England suffered their heaviest home defeat in nearly 100 years on Tuesday as Gareth Southgate's side went down 4-0 to Hungary in the UEFA Nations League, while it was also a night to forget for Italy as they lost 5-2 in Germany.
Not since a 5-1 defeat at the hands of Scotland's 'Wembley Wizards' in 1928 had England been beaten by four goals at home, but they were torn apart by Hungary in Wolverhampton and are now in real danger of being relegated from League A to the less glamorous second tier of European international football.
England have just two points from four games and defeat in their next match in Italy in September would condemn them to relegation to League B. Hungary are top of League A, Group 3, a point above Germany who leapfrogged Italy thanks to their thumping win over Roberto Mancini's experimental side in Moenchengladbach.
Joshua Kimmich's close-range finish gave Germany an early lead and they doubled their advantage thanks to Ilkay Gundogan's penalty in first-half stoppage time.
Thomas Mueller fired in the third after the restart before Serge Gnabry set up Timo Werner to score two quick-fire goals midway through the second half.
Italy had not conceded five goals in a game since a 6-1 defeat in Yugoslavia in 1957.
The visitors pulled one back when 18-year-old FC Zurich striker Wilfried Gnonto scored 12 minutes from the end to become Italy's youngest ever goal-scorer.
Goals from Noa Lang and Cody Gakpo had the Dutch 2-0 up midway through the first half, but Brennan Johnson rapidly pulled one back.
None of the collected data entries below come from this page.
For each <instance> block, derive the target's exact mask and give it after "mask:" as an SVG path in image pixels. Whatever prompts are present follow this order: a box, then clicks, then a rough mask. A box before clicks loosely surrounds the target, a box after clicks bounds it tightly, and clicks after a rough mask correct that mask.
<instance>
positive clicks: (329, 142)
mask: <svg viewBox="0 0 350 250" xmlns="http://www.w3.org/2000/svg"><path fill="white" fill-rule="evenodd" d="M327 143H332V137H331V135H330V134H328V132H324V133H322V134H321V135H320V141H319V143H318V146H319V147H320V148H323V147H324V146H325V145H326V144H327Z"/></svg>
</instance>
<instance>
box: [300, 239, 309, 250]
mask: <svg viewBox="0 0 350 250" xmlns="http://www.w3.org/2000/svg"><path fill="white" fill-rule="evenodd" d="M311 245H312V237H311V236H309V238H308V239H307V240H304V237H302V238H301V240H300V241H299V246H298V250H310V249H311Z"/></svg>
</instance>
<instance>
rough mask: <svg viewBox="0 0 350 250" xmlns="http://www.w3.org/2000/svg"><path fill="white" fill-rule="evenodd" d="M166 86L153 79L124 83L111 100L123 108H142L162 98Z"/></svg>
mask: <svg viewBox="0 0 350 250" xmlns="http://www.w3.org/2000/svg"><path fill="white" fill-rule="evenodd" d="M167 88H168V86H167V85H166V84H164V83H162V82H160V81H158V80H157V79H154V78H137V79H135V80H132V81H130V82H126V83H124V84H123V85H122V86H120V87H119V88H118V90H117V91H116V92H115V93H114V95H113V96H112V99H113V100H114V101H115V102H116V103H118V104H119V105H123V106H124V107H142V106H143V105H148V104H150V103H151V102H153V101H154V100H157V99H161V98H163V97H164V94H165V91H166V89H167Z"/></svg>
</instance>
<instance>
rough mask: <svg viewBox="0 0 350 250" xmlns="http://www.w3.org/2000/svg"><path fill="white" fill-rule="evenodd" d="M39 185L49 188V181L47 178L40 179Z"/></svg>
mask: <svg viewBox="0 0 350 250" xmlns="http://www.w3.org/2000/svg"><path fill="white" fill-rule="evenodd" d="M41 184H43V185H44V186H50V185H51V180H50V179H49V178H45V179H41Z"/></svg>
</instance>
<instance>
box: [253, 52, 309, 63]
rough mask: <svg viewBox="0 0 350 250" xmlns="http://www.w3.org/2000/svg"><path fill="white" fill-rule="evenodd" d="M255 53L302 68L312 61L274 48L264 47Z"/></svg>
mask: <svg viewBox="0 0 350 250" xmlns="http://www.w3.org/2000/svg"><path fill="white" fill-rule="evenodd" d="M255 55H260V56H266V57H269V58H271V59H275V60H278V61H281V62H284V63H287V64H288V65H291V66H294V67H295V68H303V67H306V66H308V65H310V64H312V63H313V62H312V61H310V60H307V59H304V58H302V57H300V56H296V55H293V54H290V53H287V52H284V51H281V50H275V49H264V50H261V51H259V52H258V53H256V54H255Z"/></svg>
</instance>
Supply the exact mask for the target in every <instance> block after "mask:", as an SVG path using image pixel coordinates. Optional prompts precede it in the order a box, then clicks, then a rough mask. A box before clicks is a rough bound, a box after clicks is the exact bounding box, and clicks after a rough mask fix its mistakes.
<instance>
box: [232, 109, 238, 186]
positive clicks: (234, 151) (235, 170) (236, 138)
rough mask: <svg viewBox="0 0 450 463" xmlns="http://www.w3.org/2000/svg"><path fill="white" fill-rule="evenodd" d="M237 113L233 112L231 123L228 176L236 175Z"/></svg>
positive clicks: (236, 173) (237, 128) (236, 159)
Gareth Bale then appeared to have salvaged a point for Wales when he converted a stoppage-time penalty, only for Memphis Depay to sweep in a 93rd-minute winner for the Dutch.
The Netherlands are three points ahead of Belgium, who won 1-0 against Poland in Warsaw thanks to Michy Batshuayi's early header. Wales are bottom of the group with just one point from four games this month, when their focus was on qualifying for the World Cup.